Matahari pun terbit perlahan,
udara yang begitu dingin perlahan berubah menjadi sedikit hangat, meski
beberapa kali kembali saya duduk di balik batu, namun perlahan tapi pasti saya
kian bertekad menuju puncak gunung vulkanik tertinggi kedua di Indonesia.
Sekitar pukul 8 pagi, berjarak
100 meter dari puncak di ketinggian 3.600 m, jalur kian terjal dan seakan tanpa
ampun menyeret langkah kaki untuk kembali turun. Puncak sudah terlihat jelas di
depan mata, namun di butuhkan 1 jam untuk saya yang memiliki fisik yang tak
begitu bagus. Perlahan terlihat haris, anggi, dan bule dari kejauhan.

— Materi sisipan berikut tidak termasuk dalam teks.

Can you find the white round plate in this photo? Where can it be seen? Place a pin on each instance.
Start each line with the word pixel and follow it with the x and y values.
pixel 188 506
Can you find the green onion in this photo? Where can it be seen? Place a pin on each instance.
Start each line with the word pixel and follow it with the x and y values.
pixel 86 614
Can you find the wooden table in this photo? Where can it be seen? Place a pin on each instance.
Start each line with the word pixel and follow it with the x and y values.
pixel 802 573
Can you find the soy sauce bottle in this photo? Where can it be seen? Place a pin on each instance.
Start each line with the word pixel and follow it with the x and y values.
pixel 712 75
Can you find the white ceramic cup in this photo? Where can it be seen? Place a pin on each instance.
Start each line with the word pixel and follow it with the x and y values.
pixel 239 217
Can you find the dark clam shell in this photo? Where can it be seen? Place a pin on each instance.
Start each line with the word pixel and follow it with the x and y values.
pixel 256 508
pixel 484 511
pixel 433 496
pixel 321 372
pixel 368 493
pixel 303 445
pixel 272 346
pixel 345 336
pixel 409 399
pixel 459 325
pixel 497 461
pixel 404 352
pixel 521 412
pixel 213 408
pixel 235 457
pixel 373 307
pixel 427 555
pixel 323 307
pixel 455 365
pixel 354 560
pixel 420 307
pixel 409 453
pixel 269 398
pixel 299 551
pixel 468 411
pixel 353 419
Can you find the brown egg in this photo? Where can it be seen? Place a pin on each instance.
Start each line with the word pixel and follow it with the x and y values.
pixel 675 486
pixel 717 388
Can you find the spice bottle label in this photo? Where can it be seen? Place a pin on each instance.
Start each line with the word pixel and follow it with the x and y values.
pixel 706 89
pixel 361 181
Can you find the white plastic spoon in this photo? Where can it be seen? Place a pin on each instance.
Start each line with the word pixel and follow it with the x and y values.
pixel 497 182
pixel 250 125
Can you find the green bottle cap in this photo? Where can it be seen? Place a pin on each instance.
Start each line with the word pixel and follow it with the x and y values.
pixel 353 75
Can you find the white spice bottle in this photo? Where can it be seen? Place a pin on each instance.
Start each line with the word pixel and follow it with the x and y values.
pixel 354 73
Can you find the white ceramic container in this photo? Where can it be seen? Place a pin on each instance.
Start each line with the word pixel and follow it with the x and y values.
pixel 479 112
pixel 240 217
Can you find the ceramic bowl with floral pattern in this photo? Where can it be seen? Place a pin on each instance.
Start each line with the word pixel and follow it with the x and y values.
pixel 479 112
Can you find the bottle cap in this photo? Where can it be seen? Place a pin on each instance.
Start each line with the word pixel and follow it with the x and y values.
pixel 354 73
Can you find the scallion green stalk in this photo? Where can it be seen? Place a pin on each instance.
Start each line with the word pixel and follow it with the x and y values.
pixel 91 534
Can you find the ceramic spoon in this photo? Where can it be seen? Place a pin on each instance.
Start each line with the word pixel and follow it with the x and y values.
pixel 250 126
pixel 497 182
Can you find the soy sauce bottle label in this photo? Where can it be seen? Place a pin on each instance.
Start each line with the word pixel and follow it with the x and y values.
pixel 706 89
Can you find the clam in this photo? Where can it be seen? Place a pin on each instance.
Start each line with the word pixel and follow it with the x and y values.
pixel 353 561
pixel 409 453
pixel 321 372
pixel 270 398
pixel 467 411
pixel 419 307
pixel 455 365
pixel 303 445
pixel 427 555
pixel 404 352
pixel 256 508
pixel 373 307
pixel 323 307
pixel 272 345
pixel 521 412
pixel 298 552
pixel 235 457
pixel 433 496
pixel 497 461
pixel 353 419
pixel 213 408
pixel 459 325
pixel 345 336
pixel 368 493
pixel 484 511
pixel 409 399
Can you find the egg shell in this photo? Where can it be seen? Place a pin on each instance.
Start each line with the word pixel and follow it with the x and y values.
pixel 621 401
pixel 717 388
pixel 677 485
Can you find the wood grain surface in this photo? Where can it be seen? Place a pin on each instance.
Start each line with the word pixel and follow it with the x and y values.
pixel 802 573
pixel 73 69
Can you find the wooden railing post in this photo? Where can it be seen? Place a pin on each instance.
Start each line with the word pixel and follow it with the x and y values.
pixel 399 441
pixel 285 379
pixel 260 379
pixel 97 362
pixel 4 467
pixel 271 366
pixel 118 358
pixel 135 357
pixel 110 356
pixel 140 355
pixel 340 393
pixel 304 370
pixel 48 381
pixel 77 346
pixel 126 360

“yang laen mana?”, tanya saya
sambil berteriak dari kejauhan, “jajat, abenk, sama bang syarif udah sampe atas
kayanya, toqe sm musaf ga tau ada dimana”, haris menjawab. Saya, haris, dan
anggi kembali bersama untuk menuju puncak, bule memilih tak melanjutkan
perjalanan karena kondisi fisik yang tidak memungkinkan.
In frame, Jajat.
Pukul 09.15 di pagi yang begitu
cerah, saya, haris, anggi tiba di puncak rinjani, toqe, musaf, abenk, syarif
dan jajat telah tiba terlebih dulu di puncak. Lelah yang terbayarkan melihat
udara yang menggumpal yang sedikit menyelimuti danau segara anak yang terlihat
kebiruan pagi itu. Senyum sumringah pun terpancar dari raut wajah saya, seakan
tak percaya bisa menggapai puncak rinjani di ketinggian 3.726 m.
Puncak Rinjani
Nestapa berbalut bahagia, itulah yang
saya rasakan pagi itu. Hati begitu puas melihat pemadangan yang di sajikan dari
dahi langit. Puncak gunung agung pun samar-samar terlihat dari kejauhan.
Sisi lain puncak Rinjani
Kurang lebih sejam berada di
puncak, sengatan matahari yang kian panas memaksa kami untuk segera turun meski baru pukul 10 pagi. Perjalanan
turun pun terbilang cukup melelahkan, udara subuh yang begitu dingin kini
berganti menjadi terik yang mengitu menyengat. Rasa haus tak terhindarkan,
persediaan air yang habis pun membuat perjalanan kian berat. Sesekali kerikil
yang cukup dalam membuat kaki terpeleset dan membuat beberapa dari kami jatuh
duduk, meski tak semelelahkan perjalanan naik.